Diverse authors and diverse characters deserve to be celebrated because they’ve been hidden and pushed to the side for far too long. As a white author, there’s not a whole lot I can change about the fact that I’m white. But I think I’m responsible for doing a few things:
1. Attempting to write minority characters into my storeis. I won’t always get it right, because my background and life limit my actual knowledge of what it’s like to live as a minority. But it’s a responsibility of mine to try and make the worlds and stories I create reflective of how our world actually is.

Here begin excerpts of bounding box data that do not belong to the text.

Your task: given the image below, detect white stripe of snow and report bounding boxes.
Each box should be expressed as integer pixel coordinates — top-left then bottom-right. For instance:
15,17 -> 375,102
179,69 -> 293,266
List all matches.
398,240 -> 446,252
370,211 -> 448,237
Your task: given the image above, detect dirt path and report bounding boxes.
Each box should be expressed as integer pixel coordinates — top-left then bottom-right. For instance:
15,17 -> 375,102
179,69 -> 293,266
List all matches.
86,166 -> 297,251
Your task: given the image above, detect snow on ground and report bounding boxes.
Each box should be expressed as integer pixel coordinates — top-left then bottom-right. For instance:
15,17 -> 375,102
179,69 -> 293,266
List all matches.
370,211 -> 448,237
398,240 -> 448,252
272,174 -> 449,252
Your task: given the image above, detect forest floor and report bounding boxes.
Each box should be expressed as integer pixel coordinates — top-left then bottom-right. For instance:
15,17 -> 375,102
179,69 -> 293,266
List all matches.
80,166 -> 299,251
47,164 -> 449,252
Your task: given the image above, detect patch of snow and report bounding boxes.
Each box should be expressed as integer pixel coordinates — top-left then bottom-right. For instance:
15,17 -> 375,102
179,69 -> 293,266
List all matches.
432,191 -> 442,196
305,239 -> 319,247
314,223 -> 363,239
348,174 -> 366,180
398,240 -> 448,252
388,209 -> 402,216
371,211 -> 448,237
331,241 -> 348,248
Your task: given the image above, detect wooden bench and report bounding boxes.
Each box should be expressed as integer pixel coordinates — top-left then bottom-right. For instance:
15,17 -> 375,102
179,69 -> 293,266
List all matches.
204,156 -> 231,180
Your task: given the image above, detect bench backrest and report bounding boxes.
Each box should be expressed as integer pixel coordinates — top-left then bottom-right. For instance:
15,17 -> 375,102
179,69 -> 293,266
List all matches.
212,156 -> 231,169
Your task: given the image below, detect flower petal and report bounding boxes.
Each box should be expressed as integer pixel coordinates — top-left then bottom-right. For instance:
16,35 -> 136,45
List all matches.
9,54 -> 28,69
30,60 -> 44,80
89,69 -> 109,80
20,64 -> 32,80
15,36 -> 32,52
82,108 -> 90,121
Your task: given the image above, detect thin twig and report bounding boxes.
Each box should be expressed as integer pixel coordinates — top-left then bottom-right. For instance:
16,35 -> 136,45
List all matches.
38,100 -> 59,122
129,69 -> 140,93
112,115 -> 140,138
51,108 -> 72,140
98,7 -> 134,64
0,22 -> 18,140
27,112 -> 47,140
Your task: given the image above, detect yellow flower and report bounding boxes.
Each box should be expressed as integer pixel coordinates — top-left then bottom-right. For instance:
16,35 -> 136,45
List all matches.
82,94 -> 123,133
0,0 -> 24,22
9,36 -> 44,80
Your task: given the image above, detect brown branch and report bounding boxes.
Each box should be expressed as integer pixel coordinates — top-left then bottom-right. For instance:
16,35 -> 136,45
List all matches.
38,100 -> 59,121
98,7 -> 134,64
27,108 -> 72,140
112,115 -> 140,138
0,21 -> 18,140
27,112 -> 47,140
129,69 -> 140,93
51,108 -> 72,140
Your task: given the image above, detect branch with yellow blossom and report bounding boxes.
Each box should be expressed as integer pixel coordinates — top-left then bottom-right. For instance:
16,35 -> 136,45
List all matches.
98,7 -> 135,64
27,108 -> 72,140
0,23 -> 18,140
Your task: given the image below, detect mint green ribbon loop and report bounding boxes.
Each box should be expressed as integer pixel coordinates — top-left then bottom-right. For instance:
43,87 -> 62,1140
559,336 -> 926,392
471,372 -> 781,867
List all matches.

2. I have a responsibility to encourage my minority students through my teaching of literature. Now, I have this responsibility to all students, but I’ve also done a ton of research in an effort to find books that might appeal to students of every background. The more research I do, the more likely I am to have an appealing and representative book for my student to read. And if that’s the book that rings the bell for them. If that’s the book that gets them hooked because finally they can see themselves? Why would we ever be against that?
3. Finally, I have a responsibility to cherish and support minority authors. I know several people will say, “Well, shouldn’t you support everyone?” And yes, I do. I really do. You see me brag about authors on this blog all the time. I love all kinds of authors, including white ones. But I believe the historical imbalance and treatment of minority authors in our industry necessitates a more aware approach to how I support books in this category.
Final Note: I will screw this up. I really will. Some of my minority characters will piss people off. It’s inevitable that I will portray someone poorly. The goal isn’t to sweep that under the rug and say, “Well, at least I tried.” The goal is to suck it up, take advice from people, and try again. For too long we’ve accepted what’s comfortable instead of what’s right. I can only do so much to fix that injustice, because it’s a big and long and complex injustice, but I hope to do as much as I can in my career as a writer.